We have now analyzed these data with a linear mixed-effect model with animal-specific random effects. The updated statistics are described in the figure legend.

– Figure 4H and 6B: Number of n are sections coming from 3-4 animals. Same as before, take into account blocking effects.

We have now analyzed these data with a linear mixed-effect model with animal-specific random effects. The updated statistics are described in the figure legend.

– Figure 6D and 7B-D: We are aware that the standard for electrophysiological data is to perform statistics on the level of the number of cells, but statistically speaking it is not the correct approach. We would like to break this norm and ask for a corrected statistical test taking into account blocking effects at the mouse level.

We have now analyzed these data with a linear mixed-effect model with animal-specific random effects.
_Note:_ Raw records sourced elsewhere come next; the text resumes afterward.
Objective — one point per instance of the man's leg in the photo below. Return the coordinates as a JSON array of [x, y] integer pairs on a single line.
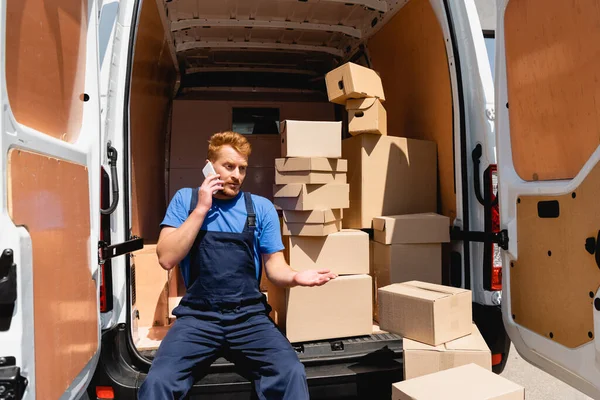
[[257, 346], [191, 345]]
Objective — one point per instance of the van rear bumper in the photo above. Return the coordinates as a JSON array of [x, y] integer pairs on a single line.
[[363, 367]]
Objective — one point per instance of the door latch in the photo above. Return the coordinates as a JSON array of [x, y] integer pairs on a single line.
[[12, 384], [106, 252], [591, 246]]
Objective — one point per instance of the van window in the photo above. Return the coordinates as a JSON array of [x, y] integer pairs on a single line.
[[256, 121]]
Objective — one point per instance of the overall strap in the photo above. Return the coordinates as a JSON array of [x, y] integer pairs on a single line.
[[194, 200], [251, 221]]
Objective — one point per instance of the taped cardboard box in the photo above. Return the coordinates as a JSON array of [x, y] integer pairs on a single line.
[[397, 263], [468, 382], [353, 81], [311, 139], [340, 308], [425, 312], [366, 116], [422, 359], [311, 223], [311, 164], [412, 228], [302, 197], [152, 286], [343, 253], [310, 170], [389, 176]]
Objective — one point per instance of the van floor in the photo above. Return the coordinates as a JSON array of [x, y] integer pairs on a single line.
[[149, 338]]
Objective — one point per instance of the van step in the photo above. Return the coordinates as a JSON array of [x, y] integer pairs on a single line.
[[334, 350]]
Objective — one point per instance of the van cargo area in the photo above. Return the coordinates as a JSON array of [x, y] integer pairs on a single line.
[[200, 67]]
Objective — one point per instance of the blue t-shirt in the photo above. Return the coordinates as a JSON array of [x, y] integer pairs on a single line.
[[229, 216]]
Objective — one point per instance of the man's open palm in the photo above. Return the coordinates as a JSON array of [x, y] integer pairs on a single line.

The updated statistics are described in the figure legend.

– Figure 8B-F: see comments from Fig1F-I.

We have now analyzed these data with a linear mixed-effect model with animal-specific random effects. The updated statistics are described in the figure legend.

– Figure 9C: see comments from Fig4H. Also, a two-way ANOVA-type statistical test would be more appropriate in Figures 9A, C, D, and E.

As recommended, we have performed new statistical analysis of Figure 9A and C. We respectfully disagree with the reviewer that a two-way ANOVA would be more appropriate for Figure 9D and E because the test is used to know how two independent variables, in combination, affect a dependent variable. In this case the knockout of miR-218 either in pyramidal neurons or in interneurons is not in combination. These are not animals coming from the same litters and experiments were not done the same day. The two data sets were grouped in a single bar graph for simplicity of visualization, but we realized it was misleading and confusing; hence, we split them in two graphs.